The math works like this. A keyword search for "B2B SaaS" on Apple Podcasts returns roughly 300-500 active shows. Each show has at least one host, most have a website, and many have identifiable guests across their episode archive. Run that through the enrichment pipeline above and you're looking at 400-1,500 named contacts with company websites and emails. Per keyword.

Stack 5-10 keywords and you've got a pipeline of 2,000-15,000 contacts that are genuinely relevant to your market. That's not spray-and-pray volume. That's a targeted list where every contact has publicly demonstrated interest in your industry by either hosting or appearing on a podcast about it.

ApifyForge tracks over 300 web scraping actors and 93 MCP intelligence servers — I've seen a lot of lead gen approaches. The podcast angle is underused relative to its conversion potential. The data is fresh, it's public, and the outreach hooks are built into the content itself.

For teams doing account-based marketing (ABM), there's another angle worth mentioning. If you're targeting specific companies, search for podcasts where their executives have appeared as guests. Our B2B Lead Qualifier can score these leads against your ICP criteria automatically — company size, industry, geography, tech stack.

What about legal and compliance considerations?

Podcast metadata on Apple Podcasts and in RSS feeds is published publicly by show owners for the explicit purpose of being discovered. Scraping this data for business use falls under publicly available information, which is generally permissible under US law following the hiQ Labs v. LinkedIn ruling where the Ninth Circuit held that scraping public data does not violate the Computer Fraud and Abuse Act.

That said, I'm not a lawyer, and you should think about a few things.

GDPR applies if you're collecting data on EU residents — even from public sources. Article 6(1)(f) allows processing based on legitimate interest, but you still need to be able to justify the processing and honor data subject access requests. The UK ICO published guidance on legitimate interest assessments that's worth reading if you're doing this at scale.

CAN-SPAM in the US is more straightforward: you can email anyone for commercial purposes as long as you include an opt-out mechanism, honor unsubscribe requests within 10 business days, and don't use deceptive headers or subject lines.

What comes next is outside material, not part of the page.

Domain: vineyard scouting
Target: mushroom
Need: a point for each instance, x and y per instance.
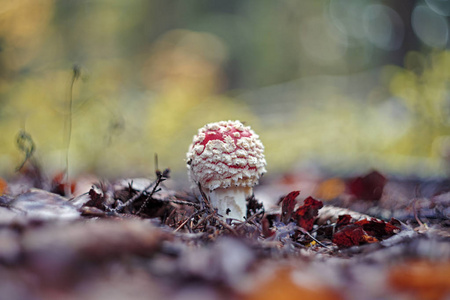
(226, 160)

The podcast data itself isn't the compliance concern — it's what you do with it afterward.

For compliance-heavy industries, ApifyForge offers compliance screening tools and MCP servers like the Counterparty Due Diligence MCP that can screen your lead lists against sanctions databases and adverse media before outreach.

Getting started

The fastest path from "I want podcast leads" to "I have a qualified list":

Pick 3-5 industry keywords that match your ICP
Run Podcast Directory Scraper with those keywords
Filter results for active shows (published in last 90 days)
Feed the website URLs into Website Contact Scraper for emails and team data
Run gaps through Email Pattern Finder or Waterfall Contact Enrichment
Personalize outreach with episode-specific references

You need an Apify account to run the actors. ApifyForge's cost calculator can estimate what a full pipeline run costs based on your keyword count and expected result volume. All actors use pay-per-event pricing, so you only pay when you get results — no monthly subscriptions or unused credits.

Podcast directories won't replace LinkedIn for raw volume. But for targeted, high-reply-rate outbound to people who are actively building their public presence? It's one of the better channels I've seen. And almost nobody's running it at scale yet.